TRAMONTO SUL MARE, SUL MARE AL TRAMONTO, 1976

Ed ecco quindi l’Intervento dell’ora, cioè l’alba di maniera, idealizzante, concepita da Annibale Carracci, che viene affrontata, surclassata, irrisa dall’ora «reale» e dal suo trascorrere

implacabilmente fissato in una successione di fotogrammi. Oppure ecco la serie che si potrebbe dire delle «letteralizzazioni»: il pittore (Klee) ha dipinto un Tramonto al parco? Basterà immergere il quadro in una vera situazione di tramonto. La perfezione tecnica del fotocolor, che non sfuggirebbe al «già fatto» se affrontasse direttamente la natura, perché per esempio gli Impressionisti avevano «già visto con quegli occhi», consegue invece un margine di novità se morde sul possibile dalla concretezza del fenomeno. Per questo si può parlare di nemesi, di legge del taglione: l’artista aveva creduto di poter evocare impunemente i tramonti e le nevicate, tenendosi lontano dalla loro volgarità «reale» mediante i soliti processi stilizzati?
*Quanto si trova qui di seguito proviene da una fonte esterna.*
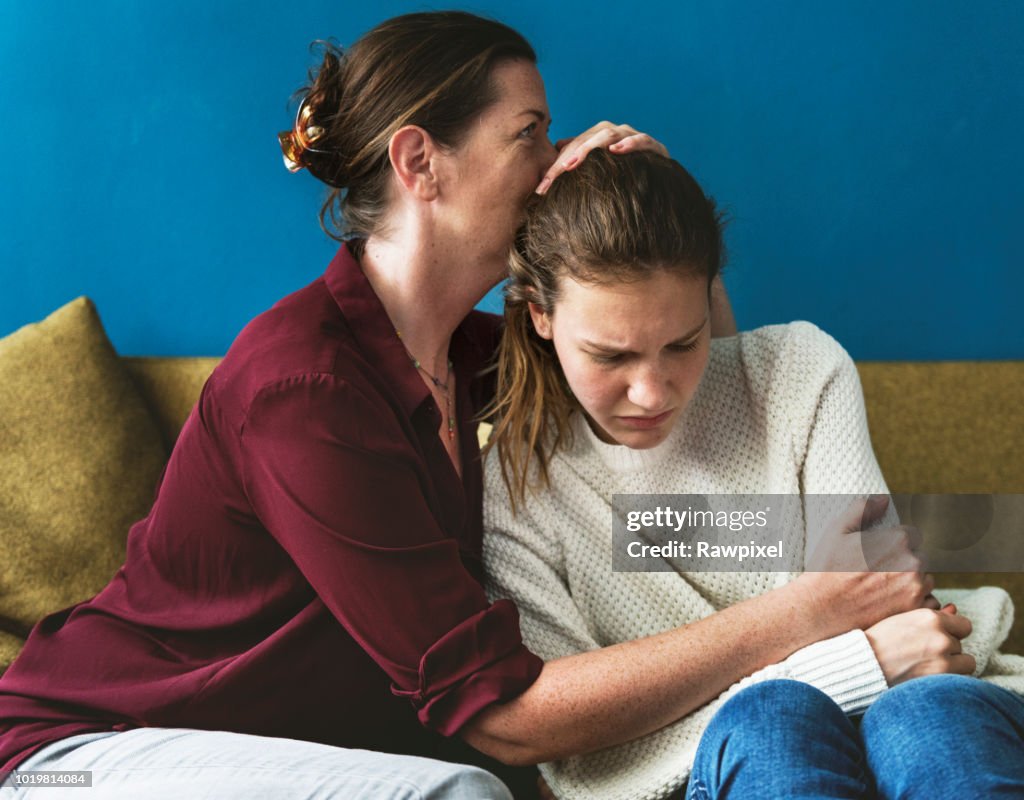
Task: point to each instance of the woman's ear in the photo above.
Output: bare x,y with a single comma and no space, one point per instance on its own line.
412,152
542,321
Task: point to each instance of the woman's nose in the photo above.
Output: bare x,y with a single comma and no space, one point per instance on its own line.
548,155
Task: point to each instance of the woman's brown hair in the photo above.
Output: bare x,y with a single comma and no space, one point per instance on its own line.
612,218
430,69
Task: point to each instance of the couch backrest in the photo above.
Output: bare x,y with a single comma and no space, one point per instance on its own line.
936,427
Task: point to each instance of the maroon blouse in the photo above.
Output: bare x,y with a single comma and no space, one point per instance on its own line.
310,565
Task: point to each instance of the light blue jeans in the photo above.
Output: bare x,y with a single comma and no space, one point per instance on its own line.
937,737
175,763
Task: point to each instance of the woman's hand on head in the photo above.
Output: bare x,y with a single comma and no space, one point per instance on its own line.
616,138
922,642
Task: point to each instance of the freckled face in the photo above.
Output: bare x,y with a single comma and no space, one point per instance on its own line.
633,352
495,170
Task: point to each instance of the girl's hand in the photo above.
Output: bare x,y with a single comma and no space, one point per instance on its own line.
922,642
617,138
855,583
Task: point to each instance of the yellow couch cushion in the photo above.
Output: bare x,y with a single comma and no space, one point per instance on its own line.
80,457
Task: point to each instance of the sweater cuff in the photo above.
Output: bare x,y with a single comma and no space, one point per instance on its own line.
844,667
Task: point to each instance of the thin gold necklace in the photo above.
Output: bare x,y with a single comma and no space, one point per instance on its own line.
440,384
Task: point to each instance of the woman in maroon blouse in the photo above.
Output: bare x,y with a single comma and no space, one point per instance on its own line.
306,585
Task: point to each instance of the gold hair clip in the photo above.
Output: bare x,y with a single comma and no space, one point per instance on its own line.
296,141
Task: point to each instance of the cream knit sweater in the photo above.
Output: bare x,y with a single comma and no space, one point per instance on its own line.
779,411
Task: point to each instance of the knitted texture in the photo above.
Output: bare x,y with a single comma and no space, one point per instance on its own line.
778,411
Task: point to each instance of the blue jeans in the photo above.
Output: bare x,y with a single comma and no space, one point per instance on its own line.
937,737
175,763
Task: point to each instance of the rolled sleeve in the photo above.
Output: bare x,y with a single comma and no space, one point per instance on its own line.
337,480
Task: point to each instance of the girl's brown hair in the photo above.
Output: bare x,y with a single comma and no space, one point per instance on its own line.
430,69
612,218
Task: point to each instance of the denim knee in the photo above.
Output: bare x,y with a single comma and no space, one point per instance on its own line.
946,735
929,702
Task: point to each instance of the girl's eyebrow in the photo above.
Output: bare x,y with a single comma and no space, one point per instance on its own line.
684,339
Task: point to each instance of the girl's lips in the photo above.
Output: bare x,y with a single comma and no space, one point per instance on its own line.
643,423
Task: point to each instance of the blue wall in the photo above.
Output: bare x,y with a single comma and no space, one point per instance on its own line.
869,154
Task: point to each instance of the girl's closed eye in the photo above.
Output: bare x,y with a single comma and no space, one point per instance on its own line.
688,347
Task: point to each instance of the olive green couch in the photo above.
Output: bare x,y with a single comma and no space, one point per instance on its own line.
84,435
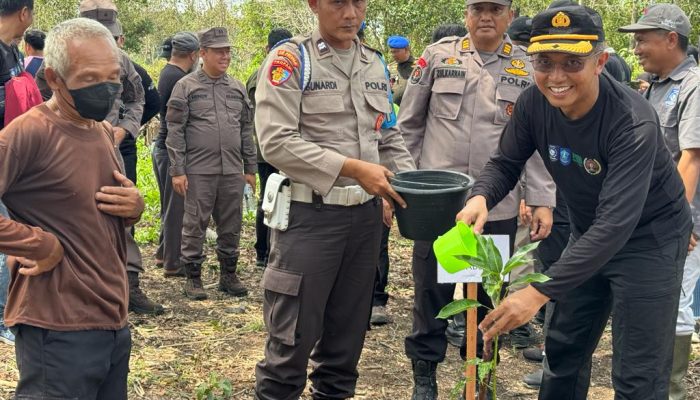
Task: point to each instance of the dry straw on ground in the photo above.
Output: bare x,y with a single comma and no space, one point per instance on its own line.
224,338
Ecco che invece la loro volgarità si rimangia tutto quanto le era stato strappato, imponendosi «alla lettera». Come in certi racconti, ove un mostro, appena evocato, si concretizza e si presenta in carne e ossa. Si noti anche l’infinita vita seriale che così può assumere ogni opera d’arte: se in origine essa era la seuratiana Foce della Senna a Honfleur di sera,_ l’indice fenomenico «letterale» potrà consistere nel fotografarla «di sera»; ma perché non anche «di giorno», «all’alba», e così via? Si pensi cosa succederebbe ai monettiani Portali della cattedrale di Rouen,_ se sottoposti a un simile processo. Un altro effetto «letterale», anch’esso di natura molto leggera, e quindi molto efficace, sta nel «collocare» i grandi pezzi da museo, nel dar loro un orientamento spaziale: era stato loro vanto, per esempio ai tempi del Cubismo, irridere certe visioni tradizionali e unitarie della Natura adottando la molteplicità dei punti di vista; ma poi, a ben vedere, anch’essi finivano per imbalsamare quella pretesa molteplicità in una visione frontale e statica. Supponiamo invece che la serialità degli orientamenti spaziali si impadronisca di loro, distribuendoli di profilo, di schiena, di tre quarti… inclinati a destra… inclinati a sinistra. Basterà allora un solo quadro, un solo pezzo d’Arte per dar vita a infinite varianti, di illuminazione, di collocazione… Il rischio del grande esaurimento storico, della penuria crescente è così evitato; attraverso un simile trattamento (serialità, letteralità) sono assicurate risorse per un bel numero d’anni.